Raynard Nelson, a school social worker at Detroit Public Schools Community District, has seen it all when it comes to youth-targeted violence which the pandemic, he says, exacerbated.  

“COVID … has shed the light on the dire need of mental health services,” he said, adding that child abuse cases, domestic violence incidents and more have “increased significantly.”  

Nelson said that he has heard of stories of children dying unintentionally as a result of arguments and domestic violence among the parents.  

“I learned as a kid [that] cooler heads prevail — sometimes it’s best if a mother and father having a dispute or disagreement to … walk away,” he said. “It takes a special person to be able to walk away … more people need to walk away and disagree and deal with that conflict in a rational mind.”  
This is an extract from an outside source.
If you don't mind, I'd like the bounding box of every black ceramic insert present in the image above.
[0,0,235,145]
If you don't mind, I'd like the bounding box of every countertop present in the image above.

That’s the idea in mind behind the World Health Organization’s “INSPIRE: Seven strategies for Ending Violence Against Children.” A mediation guide, it includes steps to help end violence against children from at home, school and beyond. The strategies include: 

  1. Ensure the implementation and enforcement of laws to prevent violent behaviors, reduce excessive alcohol use and limit youth access to firearms and other weapons.
  2. Strengthen norms and values that support non-violent, respectful, nurturing, positive and gender-equitable relationships for all children and adolescents.
  3. Create and sustain safe streets and other environments where children and youth gather and spend time.
  4. Reduce harsh parenting practices and create positive parent-child relationships.
  5. Improve families’ economic security and stability and reduce child maltreatment and intimate partner violence.
  6. Improve access to good-quality health, social welfare and criminal justice support services for all children who need them – including for reporting violence – to reduce the long-term impact of violence.
  1. Increase children’s access to more effective, gender-equitable education and social-emotional learning and life-skills training, and ensure that schools environments are safe and enabling.

Nelson said that whenever he and his wife had disagreements, they tried to not do it in front of their children. They will be celebrating 30 years of marriage this July because they choose which arguments are worth it, he said, adding that he understands if some people don’t know how to resolve conflict. They, too, can learn or involve the appropriate mental health authorities to help. 

“Ultimately, when you have that situation that can trickle down to our children, particularly our teens — for a lot of teens many of them aren’t aware of how to manage an argument or their anger,” Nelson said, adding that he has encouraged a lot of young people to find positive ways to cope with anger amidst violence that they might be experiencing.  

He added that the Detroit Public Schools Community District holds many mental health programs to help change the dynamics with issues teens are facing, especially during Mental Health Awareness Month in May.  

“We have to work with our children, let them know [that] although anger is a natural emotion, the key thing is how we express it,” Nelson said. “I do believe if you grew up not knowing how to manage anger you can change. You can learn. It requires a lot of discipline and motivation to want to change.”